The list() method accepts ListDocumentsParams with filtering by source_id, status ('pending', 'processing', 'completed', 'error'), date range (after, before as ISO 8601 strings), and full-text search across filenames and extracted content. Pagination uses cursor-based navigation: pass limit for page size and cursor from a previous response's pagination.next_cursor to fetch the next page. The legacy page and per_page parameters are accepted as aliases but cursor-based is the canonical form. Results include a pagination object with next_cursor and has_more.

Use getMarkdown() to retrieve the raw OCR output for a document. This is useful for debugging extraction quality or building custom post-processing pipelines on top of the parsed text.

Filter documents by extracted field values
// Filter documents using composable conditions on extracted fields
const filtered = await talonic.documents.filter({
  conditions: [
    { field: 'vendor.name', operator: 'eq', value: 'Acme Corp' },
    { field: 'total_amount', operator: 'gt', value: 10000 },
  ],
  sort: { field: 'invoice_date', direction: 'desc' },
  limit: 25,
})

console.log(filtered.total)      // 47
console.log(filtered.documents)  // [{ id: '...', filename: '...', fieldValues: { ... } }, ...]

The filter() method lets you query documents by extracted field values using composable conditions. Each condition specifies a field (canonical name like 'vendor.name') or fieldId (UUID), an operator (eq, neq, gt, gte, lt, lte, between, contains, is_empty, is_not_empty), and a value. The between operator also accepts valueTo for range queries. Results include fieldValues with the matched field data for each document hit. You can optionally scope results to a specific source connection with source_connection_id.

Re-extract and delete
// Re-run extraction on an existing document (e.g. after schema update)
const reExtracted = await talonic.documents.reExtract('doc_abc123')
console.log(reExtracted.status)  // 'processing'
console.log(reExtracted.message) // 'Re-extraction started'

// Delete a document and all associated extractions (irreversible)
const deleted = await talonic.documents.delete('doc_abc123')
console.log(deleted.deleted) // true

The get() method returns a Document object with full metadata including triage classification data when available.

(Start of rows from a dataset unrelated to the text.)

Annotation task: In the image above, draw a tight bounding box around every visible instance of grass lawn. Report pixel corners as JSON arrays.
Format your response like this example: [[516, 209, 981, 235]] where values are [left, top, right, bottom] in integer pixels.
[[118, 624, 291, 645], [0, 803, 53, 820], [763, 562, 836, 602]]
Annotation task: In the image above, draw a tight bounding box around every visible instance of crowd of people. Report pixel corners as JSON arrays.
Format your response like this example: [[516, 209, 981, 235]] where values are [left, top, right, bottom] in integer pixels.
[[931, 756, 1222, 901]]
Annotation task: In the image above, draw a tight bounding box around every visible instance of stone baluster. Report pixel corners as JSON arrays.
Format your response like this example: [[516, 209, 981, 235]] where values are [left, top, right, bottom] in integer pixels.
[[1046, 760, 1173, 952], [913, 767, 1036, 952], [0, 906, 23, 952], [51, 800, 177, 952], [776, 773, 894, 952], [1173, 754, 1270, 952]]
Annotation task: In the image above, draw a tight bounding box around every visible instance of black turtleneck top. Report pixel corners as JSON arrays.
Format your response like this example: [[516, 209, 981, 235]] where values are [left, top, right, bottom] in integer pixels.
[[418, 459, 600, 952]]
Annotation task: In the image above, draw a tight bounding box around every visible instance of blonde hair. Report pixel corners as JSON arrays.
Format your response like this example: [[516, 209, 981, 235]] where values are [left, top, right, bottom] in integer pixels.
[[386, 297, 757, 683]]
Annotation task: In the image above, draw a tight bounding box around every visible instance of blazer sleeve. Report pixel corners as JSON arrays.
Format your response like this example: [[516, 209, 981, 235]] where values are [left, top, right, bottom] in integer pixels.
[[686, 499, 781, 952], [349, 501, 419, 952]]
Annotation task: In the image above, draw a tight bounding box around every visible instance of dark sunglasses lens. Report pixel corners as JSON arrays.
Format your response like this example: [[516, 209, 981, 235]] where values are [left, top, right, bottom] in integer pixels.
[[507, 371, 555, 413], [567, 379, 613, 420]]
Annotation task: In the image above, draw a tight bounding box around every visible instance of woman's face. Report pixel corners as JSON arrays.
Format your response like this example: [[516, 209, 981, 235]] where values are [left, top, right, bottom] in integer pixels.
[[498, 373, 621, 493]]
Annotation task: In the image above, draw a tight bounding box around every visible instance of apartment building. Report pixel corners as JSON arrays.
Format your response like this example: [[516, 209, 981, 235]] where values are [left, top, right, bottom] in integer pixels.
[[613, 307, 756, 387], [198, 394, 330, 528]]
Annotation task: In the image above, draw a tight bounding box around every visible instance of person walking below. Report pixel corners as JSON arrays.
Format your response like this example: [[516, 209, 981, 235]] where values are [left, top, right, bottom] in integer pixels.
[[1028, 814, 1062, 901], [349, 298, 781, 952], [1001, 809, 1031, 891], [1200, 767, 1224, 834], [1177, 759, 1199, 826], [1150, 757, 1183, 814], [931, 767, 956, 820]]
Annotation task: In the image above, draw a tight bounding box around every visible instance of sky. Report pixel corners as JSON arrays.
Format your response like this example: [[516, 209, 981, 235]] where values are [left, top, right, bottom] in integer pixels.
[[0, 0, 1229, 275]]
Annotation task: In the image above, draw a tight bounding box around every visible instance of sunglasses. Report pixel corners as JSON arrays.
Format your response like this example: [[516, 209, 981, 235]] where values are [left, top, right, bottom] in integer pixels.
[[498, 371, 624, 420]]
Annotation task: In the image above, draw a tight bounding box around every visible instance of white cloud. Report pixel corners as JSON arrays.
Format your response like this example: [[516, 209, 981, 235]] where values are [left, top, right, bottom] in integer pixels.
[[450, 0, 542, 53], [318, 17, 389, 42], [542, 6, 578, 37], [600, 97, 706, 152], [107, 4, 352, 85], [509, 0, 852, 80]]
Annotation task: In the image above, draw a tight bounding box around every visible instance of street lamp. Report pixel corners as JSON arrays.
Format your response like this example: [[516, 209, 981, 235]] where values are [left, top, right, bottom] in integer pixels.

The triage block contains sensitivity (public, internal, restricted), department, jurisdiction (ISO country code), pii_detected, pii_categories, regulated_data, and confidentiality_marking. The processing_log array shows each pipeline step with status, duration, and detail. These fields are populated progressively as the document moves through the processing pipeline.

Deleting a document also removes all associated extractions. If you need to preserve extraction history, fetch the data with extractions.getData() before deleting.

Frequently asked questions

How do I list documents with the Talonic SDK?+
Call talonic.documents.list() with optional parameters like limit, cursor, status, source_id, after, before, and search. Results are paginated using cursor-based navigation.
What does getMarkdown() return?+
It returns the raw OCR markdown output for a document, which is the text the extraction engine uses as input. Useful for debugging or building custom processing pipelines.
Does deleting a document remove its extractions?+
Yes. Deleting a document removes all associated extraction results. Retrieve any data you need before calling delete().
How do I filter documents by extracted field values?+
Use talonic.documents.filter() with an array of conditions. Each condition specifies a field name or fieldId, an operator (eq, gt, contains, between, etc.), and a value. You can combine multiple conditions, add sort order, and paginate with page and limit parameters.
What is the triage field on documents?+
The triage block contains automatic classification output including sensitivity tier, department, jurisdiction, PII detection, regulated data flags, and confidentiality markings. It is populated by the Talonic classification pipeline after document ingestion and may be null for newly uploaded documents.